The group of 23 state attorneys general joined dozens of former judges questioning the legitimacy of a settlement between the president and the IRS.

MIAMI (CN) — Twenty-three Democratic state attorneys general asked a federal judge Tuesday to probe “egregious misconduct” by President Donald Trump over his $10 billion lawsuit against the IRS and U.S. Department of the Treasury.

In an amicus brief filed in Miami federal court, the state attorneys general argue Trump and Attorney General Todd Blanche conspired to use the justice system to commandeer a favorable settlement for the president and his family.

“The parties’ conduct makes clear that they manufactured a lawsuit for the sole purpose of executing a collusive settlement to benefit the Trump family and enrich President Donald Trump’s political allies, in an end-run around constitutional limits on executive power,” the state attorneys general wrote. “The president sued agencies whose leadership serve at his pleasure so that the Justice Department would be able to use its settlement authority to provide him and his allies with an unlawful and unethical windfall.”

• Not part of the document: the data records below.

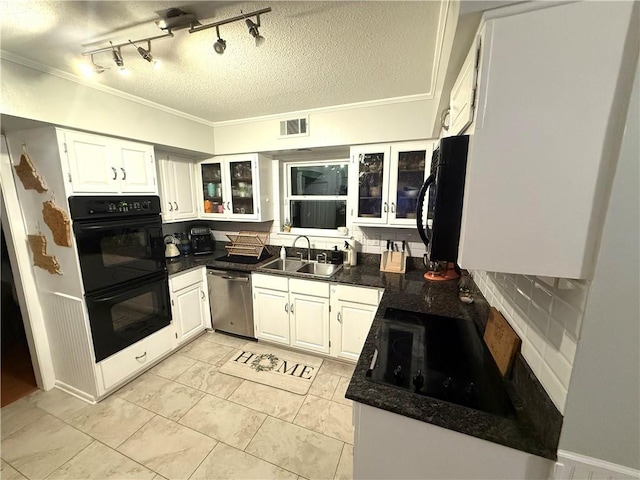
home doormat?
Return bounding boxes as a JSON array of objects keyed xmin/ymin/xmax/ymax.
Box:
[{"xmin": 220, "ymin": 343, "xmax": 322, "ymax": 395}]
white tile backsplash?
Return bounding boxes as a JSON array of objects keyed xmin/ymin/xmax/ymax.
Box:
[{"xmin": 472, "ymin": 271, "xmax": 589, "ymax": 413}]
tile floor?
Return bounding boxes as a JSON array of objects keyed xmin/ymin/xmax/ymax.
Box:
[{"xmin": 0, "ymin": 333, "xmax": 353, "ymax": 480}]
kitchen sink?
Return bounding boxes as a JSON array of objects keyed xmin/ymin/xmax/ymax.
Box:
[
  {"xmin": 260, "ymin": 258, "xmax": 342, "ymax": 278},
  {"xmin": 260, "ymin": 258, "xmax": 306, "ymax": 272},
  {"xmin": 296, "ymin": 263, "xmax": 342, "ymax": 278}
]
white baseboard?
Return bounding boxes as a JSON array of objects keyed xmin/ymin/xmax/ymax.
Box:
[
  {"xmin": 551, "ymin": 450, "xmax": 640, "ymax": 480},
  {"xmin": 55, "ymin": 380, "xmax": 96, "ymax": 404}
]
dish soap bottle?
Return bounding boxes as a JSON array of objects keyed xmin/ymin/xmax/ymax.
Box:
[{"xmin": 342, "ymin": 241, "xmax": 353, "ymax": 270}]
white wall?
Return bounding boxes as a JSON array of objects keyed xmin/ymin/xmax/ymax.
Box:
[
  {"xmin": 0, "ymin": 58, "xmax": 214, "ymax": 154},
  {"xmin": 473, "ymin": 271, "xmax": 589, "ymax": 413},
  {"xmin": 560, "ymin": 62, "xmax": 640, "ymax": 469},
  {"xmin": 213, "ymin": 95, "xmax": 439, "ymax": 155},
  {"xmin": 474, "ymin": 62, "xmax": 640, "ymax": 469}
]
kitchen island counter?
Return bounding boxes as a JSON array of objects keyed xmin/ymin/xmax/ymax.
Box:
[
  {"xmin": 346, "ymin": 271, "xmax": 562, "ymax": 460},
  {"xmin": 167, "ymin": 250, "xmax": 562, "ymax": 460}
]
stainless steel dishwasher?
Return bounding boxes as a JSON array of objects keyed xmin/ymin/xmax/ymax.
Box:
[{"xmin": 207, "ymin": 269, "xmax": 254, "ymax": 338}]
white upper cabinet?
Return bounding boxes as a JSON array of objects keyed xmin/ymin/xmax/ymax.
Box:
[
  {"xmin": 64, "ymin": 132, "xmax": 119, "ymax": 193},
  {"xmin": 114, "ymin": 140, "xmax": 158, "ymax": 193},
  {"xmin": 458, "ymin": 2, "xmax": 638, "ymax": 278},
  {"xmin": 447, "ymin": 37, "xmax": 480, "ymax": 136},
  {"xmin": 349, "ymin": 141, "xmax": 433, "ymax": 227},
  {"xmin": 196, "ymin": 154, "xmax": 273, "ymax": 222},
  {"xmin": 61, "ymin": 130, "xmax": 158, "ymax": 194},
  {"xmin": 157, "ymin": 153, "xmax": 198, "ymax": 222}
]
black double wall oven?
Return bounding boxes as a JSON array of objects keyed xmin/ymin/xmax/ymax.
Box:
[{"xmin": 69, "ymin": 196, "xmax": 171, "ymax": 362}]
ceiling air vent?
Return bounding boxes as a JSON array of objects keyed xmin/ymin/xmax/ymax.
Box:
[{"xmin": 280, "ymin": 117, "xmax": 309, "ymax": 138}]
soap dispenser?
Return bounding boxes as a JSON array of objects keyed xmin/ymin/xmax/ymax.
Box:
[{"xmin": 342, "ymin": 241, "xmax": 353, "ymax": 270}]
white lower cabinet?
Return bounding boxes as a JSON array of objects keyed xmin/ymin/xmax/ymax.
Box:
[
  {"xmin": 353, "ymin": 402, "xmax": 554, "ymax": 480},
  {"xmin": 252, "ymin": 273, "xmax": 382, "ymax": 361},
  {"xmin": 331, "ymin": 285, "xmax": 382, "ymax": 361},
  {"xmin": 253, "ymin": 287, "xmax": 290, "ymax": 345},
  {"xmin": 252, "ymin": 274, "xmax": 329, "ymax": 354},
  {"xmin": 169, "ymin": 267, "xmax": 211, "ymax": 346},
  {"xmin": 97, "ymin": 326, "xmax": 173, "ymax": 393},
  {"xmin": 289, "ymin": 278, "xmax": 330, "ymax": 354}
]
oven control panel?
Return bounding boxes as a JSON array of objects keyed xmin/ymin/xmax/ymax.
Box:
[
  {"xmin": 69, "ymin": 196, "xmax": 160, "ymax": 219},
  {"xmin": 101, "ymin": 200, "xmax": 151, "ymax": 213}
]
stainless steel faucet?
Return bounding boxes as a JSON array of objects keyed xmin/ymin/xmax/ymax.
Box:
[{"xmin": 291, "ymin": 235, "xmax": 311, "ymax": 262}]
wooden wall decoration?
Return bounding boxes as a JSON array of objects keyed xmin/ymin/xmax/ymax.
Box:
[
  {"xmin": 28, "ymin": 234, "xmax": 62, "ymax": 275},
  {"xmin": 13, "ymin": 152, "xmax": 47, "ymax": 193},
  {"xmin": 42, "ymin": 200, "xmax": 71, "ymax": 247}
]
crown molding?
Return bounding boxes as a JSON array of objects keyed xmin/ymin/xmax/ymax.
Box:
[
  {"xmin": 0, "ymin": 50, "xmax": 214, "ymax": 127},
  {"xmin": 213, "ymin": 93, "xmax": 432, "ymax": 127}
]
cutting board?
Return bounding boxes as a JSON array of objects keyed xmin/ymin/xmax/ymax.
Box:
[{"xmin": 484, "ymin": 307, "xmax": 520, "ymax": 377}]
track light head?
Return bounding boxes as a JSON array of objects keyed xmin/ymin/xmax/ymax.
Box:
[
  {"xmin": 213, "ymin": 27, "xmax": 227, "ymax": 55},
  {"xmin": 245, "ymin": 16, "xmax": 264, "ymax": 47},
  {"xmin": 156, "ymin": 8, "xmax": 200, "ymax": 32},
  {"xmin": 91, "ymin": 55, "xmax": 106, "ymax": 75},
  {"xmin": 129, "ymin": 40, "xmax": 153, "ymax": 63},
  {"xmin": 109, "ymin": 42, "xmax": 124, "ymax": 68}
]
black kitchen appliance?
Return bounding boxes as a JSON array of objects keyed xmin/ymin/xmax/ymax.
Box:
[
  {"xmin": 189, "ymin": 225, "xmax": 215, "ymax": 255},
  {"xmin": 368, "ymin": 308, "xmax": 515, "ymax": 417},
  {"xmin": 69, "ymin": 196, "xmax": 171, "ymax": 362},
  {"xmin": 416, "ymin": 135, "xmax": 469, "ymax": 280}
]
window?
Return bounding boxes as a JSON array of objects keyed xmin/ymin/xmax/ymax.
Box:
[{"xmin": 284, "ymin": 160, "xmax": 349, "ymax": 230}]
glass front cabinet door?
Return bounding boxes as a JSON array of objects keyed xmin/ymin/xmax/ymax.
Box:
[
  {"xmin": 199, "ymin": 154, "xmax": 273, "ymax": 221},
  {"xmin": 389, "ymin": 142, "xmax": 433, "ymax": 227},
  {"xmin": 349, "ymin": 145, "xmax": 390, "ymax": 225},
  {"xmin": 349, "ymin": 142, "xmax": 433, "ymax": 227},
  {"xmin": 200, "ymin": 161, "xmax": 226, "ymax": 217}
]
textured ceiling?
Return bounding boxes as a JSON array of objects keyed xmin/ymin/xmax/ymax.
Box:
[{"xmin": 0, "ymin": 0, "xmax": 448, "ymax": 122}]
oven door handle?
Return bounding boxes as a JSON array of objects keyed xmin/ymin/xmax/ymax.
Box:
[{"xmin": 73, "ymin": 215, "xmax": 162, "ymax": 233}]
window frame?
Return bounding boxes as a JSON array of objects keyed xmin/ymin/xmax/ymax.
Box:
[{"xmin": 281, "ymin": 158, "xmax": 351, "ymax": 237}]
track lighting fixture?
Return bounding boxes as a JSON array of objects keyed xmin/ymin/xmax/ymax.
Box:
[
  {"xmin": 129, "ymin": 40, "xmax": 160, "ymax": 68},
  {"xmin": 91, "ymin": 55, "xmax": 106, "ymax": 75},
  {"xmin": 109, "ymin": 42, "xmax": 129, "ymax": 75},
  {"xmin": 245, "ymin": 15, "xmax": 264, "ymax": 47},
  {"xmin": 213, "ymin": 27, "xmax": 227, "ymax": 55},
  {"xmin": 83, "ymin": 7, "xmax": 271, "ymax": 75},
  {"xmin": 109, "ymin": 42, "xmax": 124, "ymax": 68}
]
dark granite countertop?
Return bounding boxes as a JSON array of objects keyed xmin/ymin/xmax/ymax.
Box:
[
  {"xmin": 167, "ymin": 250, "xmax": 562, "ymax": 460},
  {"xmin": 167, "ymin": 250, "xmax": 276, "ymax": 275},
  {"xmin": 346, "ymin": 278, "xmax": 559, "ymax": 460}
]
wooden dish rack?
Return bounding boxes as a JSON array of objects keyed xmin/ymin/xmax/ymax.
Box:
[{"xmin": 225, "ymin": 231, "xmax": 269, "ymax": 258}]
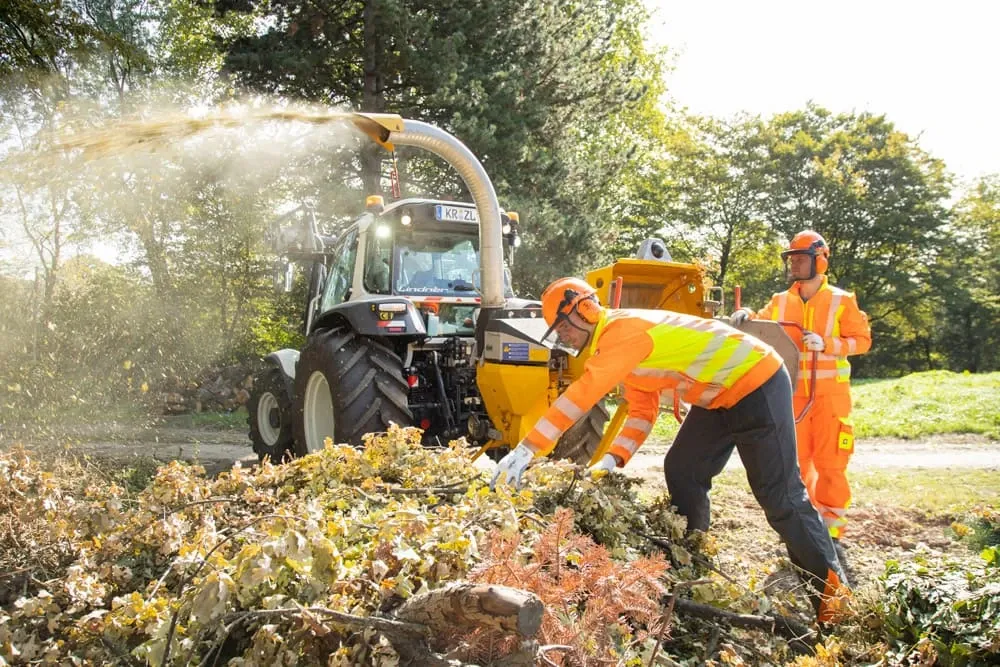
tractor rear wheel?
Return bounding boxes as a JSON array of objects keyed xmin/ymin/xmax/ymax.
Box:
[
  {"xmin": 549, "ymin": 401, "xmax": 608, "ymax": 465},
  {"xmin": 247, "ymin": 366, "xmax": 293, "ymax": 463},
  {"xmin": 295, "ymin": 327, "xmax": 413, "ymax": 456}
]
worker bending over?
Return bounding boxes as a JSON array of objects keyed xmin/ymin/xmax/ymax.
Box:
[{"xmin": 491, "ymin": 278, "xmax": 847, "ymax": 622}]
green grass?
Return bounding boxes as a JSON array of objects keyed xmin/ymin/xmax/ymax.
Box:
[
  {"xmin": 650, "ymin": 371, "xmax": 1000, "ymax": 442},
  {"xmin": 848, "ymin": 469, "xmax": 1000, "ymax": 516},
  {"xmin": 852, "ymin": 371, "xmax": 1000, "ymax": 440}
]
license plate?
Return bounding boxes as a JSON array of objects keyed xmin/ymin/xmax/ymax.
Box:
[{"xmin": 434, "ymin": 204, "xmax": 479, "ymax": 222}]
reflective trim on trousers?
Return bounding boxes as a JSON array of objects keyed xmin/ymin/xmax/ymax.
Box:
[{"xmin": 622, "ymin": 417, "xmax": 653, "ymax": 435}]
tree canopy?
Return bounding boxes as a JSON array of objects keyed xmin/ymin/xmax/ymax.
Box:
[{"xmin": 0, "ymin": 0, "xmax": 1000, "ymax": 412}]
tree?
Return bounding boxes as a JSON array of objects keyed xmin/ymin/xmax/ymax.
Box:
[
  {"xmin": 930, "ymin": 175, "xmax": 1000, "ymax": 373},
  {"xmin": 216, "ymin": 0, "xmax": 661, "ymax": 292},
  {"xmin": 763, "ymin": 105, "xmax": 950, "ymax": 373}
]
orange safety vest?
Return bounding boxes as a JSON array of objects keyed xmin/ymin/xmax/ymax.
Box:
[
  {"xmin": 524, "ymin": 309, "xmax": 781, "ymax": 461},
  {"xmin": 755, "ymin": 276, "xmax": 872, "ymax": 396}
]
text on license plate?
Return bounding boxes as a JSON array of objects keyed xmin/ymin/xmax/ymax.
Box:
[{"xmin": 434, "ymin": 204, "xmax": 479, "ymax": 222}]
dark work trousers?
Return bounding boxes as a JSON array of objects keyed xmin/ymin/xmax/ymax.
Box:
[{"xmin": 663, "ymin": 366, "xmax": 847, "ymax": 606}]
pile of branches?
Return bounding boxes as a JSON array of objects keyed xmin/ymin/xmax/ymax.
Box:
[
  {"xmin": 0, "ymin": 429, "xmax": 852, "ymax": 665},
  {"xmin": 159, "ymin": 364, "xmax": 255, "ymax": 415}
]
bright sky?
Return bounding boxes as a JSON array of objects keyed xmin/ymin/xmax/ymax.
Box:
[{"xmin": 646, "ymin": 0, "xmax": 1000, "ymax": 179}]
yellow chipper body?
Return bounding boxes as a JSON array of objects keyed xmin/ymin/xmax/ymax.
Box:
[{"xmin": 470, "ymin": 239, "xmax": 721, "ymax": 464}]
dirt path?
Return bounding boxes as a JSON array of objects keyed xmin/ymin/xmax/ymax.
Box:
[
  {"xmin": 626, "ymin": 435, "xmax": 1000, "ymax": 488},
  {"xmin": 14, "ymin": 422, "xmax": 1000, "ymax": 483}
]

Trump sued the IRS in January, accusing the agency of not properly safeguarding his financial information and allowing a former contractor to access his tax returns and disseminate them to “leftist media outlets” like The New York Times and ProPublica.

The president’s sons, Donald Trump Jr. and Eric Trump, joined the lawsuit along with the Trump Organization. Trump sued in his personal capacity and not in his official capacity as president, but early in the case U.S. District Judge Kathleen Williams questioned the appropriateness of a president suing an agency he controls.

Trump dropped the suit last month in exchange for immunity from past tax audits and the creation of a nearly $1.8 billion “anti-weaponization fund,” meant to help people wrongfully targeted by the government. The fund received immediate bipartisan pushback from those concerned the fund could compensate criminals convicted in the Jan. 6, 2021, riot at the Capitol. The Justice Department subsequently scrapped plans for the fund.

Williams, a Barack Obama appointee, reopened the case to scrutinize the settlement agreement after a group of 35 former federal judges described the deal as “fraud upon the court.”

The state attorneys general echoed that sentiment on Tuesday.

“The conduct of the parties during this litigation makes clear that the court was correct to raise jurisdictional questions, and the ‘settlement’ that purports to resolve the case is further evidence that the litigation has been colored by fraud from the beginning,” the group wrote. “That ‘settlement’ is not a reasonable resolution of the claims asserted here. Instead, it is a mechanism to enrich President Trump’s political allies and attempt to immunize the Trump family from legitimate law enforcement, all at the expense of American taxpayers.”

Trump’s legal team did not immediately respond to a request for the comment, but in a filing earlier this month, his lawyers argued the Justice Department has broad authority over IRS settlements and the court cannot reverse the deal in question.

The Treasury Department and the IRS did not immediately respond to a request for comment.

Trump’s lawsuit came after Charles Littlejohn, working as a consultant for the IRS, obtained the tax returns of some of the wealthiest Americans, including Elon Musk and Florida Senator Rick Scott, and leaked them to the press. The subsequent reports in the The New York Times and ProPublica found the country’s richest people paid little to no income tax.

In 2023, the Justice Department charged Littlejohn with unauthorized disclosure of tax returns. Prosecutors claimed he intentionally applied for a job with the IRS to release Trump’s tax returns because the president was “a threat to democracy.”

Littlejohn was convicted in January 2024 and sentenced to five years in prison. He is currently appealing his sentence.